When she was still a baby, my childhood friend Lisa started knitting for her.  There were strawberry caps and lemonhead hats.  She was adorable in all of them.  A happy and busy baby, she liked to show off her hats to passers by as we would shop and run errands.  She would "vogue" for anyone willing to watch.

At about 7 she wanted to learn to knit (I guess I made it look like fun?) and started knitting up thin little ribbons of knitting that she would use as collars on her stuffed animals.  This phase lasted for a couple of years.  Build-a-Bear animals, Beanie Babies, and even Elmo were very fashionable in their collars and scarves, and most of them involved glitter.

At 12 she wanted to participate in clothing some teddy bears given out by a local charity.  She made scarves and belts, and a couple of teddy bear sized baby blankets.  She considered herself a knitter.  The bears were adorable in their little outfits, and I was very proud.  She had taken to "borrowing" my fair isle mittens and earflap hats, and that spurred me to make her a knitwear wardrobe of her own.  Middle school being what it is, we quickly ended up with single mittens, missing hats, and many requests for "one more pair.  I won't lose them.  I promise."  And I knitted her several more pairs.

At 14 she started getting into the scarf craze, and picked out some yarns for me to make her a fashion scarf.  Shimmering ribbon yarn became a scarf, which was worn twice before it was declared "too hot" to wear all day.  I'm grateful she chose colors that I wear, because I've enjoyed it ever since.

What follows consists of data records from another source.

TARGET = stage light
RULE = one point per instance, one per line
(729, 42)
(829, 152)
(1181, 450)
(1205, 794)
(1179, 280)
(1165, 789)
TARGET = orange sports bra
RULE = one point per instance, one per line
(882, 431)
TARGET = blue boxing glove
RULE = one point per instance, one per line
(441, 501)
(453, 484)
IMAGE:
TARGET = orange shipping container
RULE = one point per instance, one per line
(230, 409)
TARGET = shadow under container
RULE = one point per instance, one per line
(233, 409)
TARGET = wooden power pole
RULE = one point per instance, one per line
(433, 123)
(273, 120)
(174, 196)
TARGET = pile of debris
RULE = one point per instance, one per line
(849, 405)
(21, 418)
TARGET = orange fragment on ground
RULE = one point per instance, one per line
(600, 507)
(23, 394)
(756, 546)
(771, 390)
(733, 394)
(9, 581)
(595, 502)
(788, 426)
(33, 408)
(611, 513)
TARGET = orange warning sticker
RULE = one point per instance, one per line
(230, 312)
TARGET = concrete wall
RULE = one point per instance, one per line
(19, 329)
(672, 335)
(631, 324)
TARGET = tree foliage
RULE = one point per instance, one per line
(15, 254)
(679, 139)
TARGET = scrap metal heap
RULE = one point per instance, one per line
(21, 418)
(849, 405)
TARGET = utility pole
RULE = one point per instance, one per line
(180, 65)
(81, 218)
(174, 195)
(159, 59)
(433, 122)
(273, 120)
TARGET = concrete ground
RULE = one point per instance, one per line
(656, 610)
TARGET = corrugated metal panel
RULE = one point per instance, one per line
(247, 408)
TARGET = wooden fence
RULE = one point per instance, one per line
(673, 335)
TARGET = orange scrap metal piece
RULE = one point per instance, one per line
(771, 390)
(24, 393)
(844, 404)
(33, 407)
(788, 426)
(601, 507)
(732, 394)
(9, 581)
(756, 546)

At this point, she's not into knitwear or knitting.  She likes military-influenced jackets over trendy t-shirts, and goes mitten, scarf and hat free most days.  If there is a hat, it's a canvas cadet cap. 

As she moves on in her life, I still have many of the things that she knitted, and that I knitted for her.  It's funny to me how each piece brings to life a chunk of our history.  Vivid memories flood back.  And it makes me wonder what she'll want me to knit next.  Stuff for college?  A wrap for a party dress?  Will I have to wait until she needs baby blankets?  I don't know, but thinking about this knitted bond, past and future, makes me smile.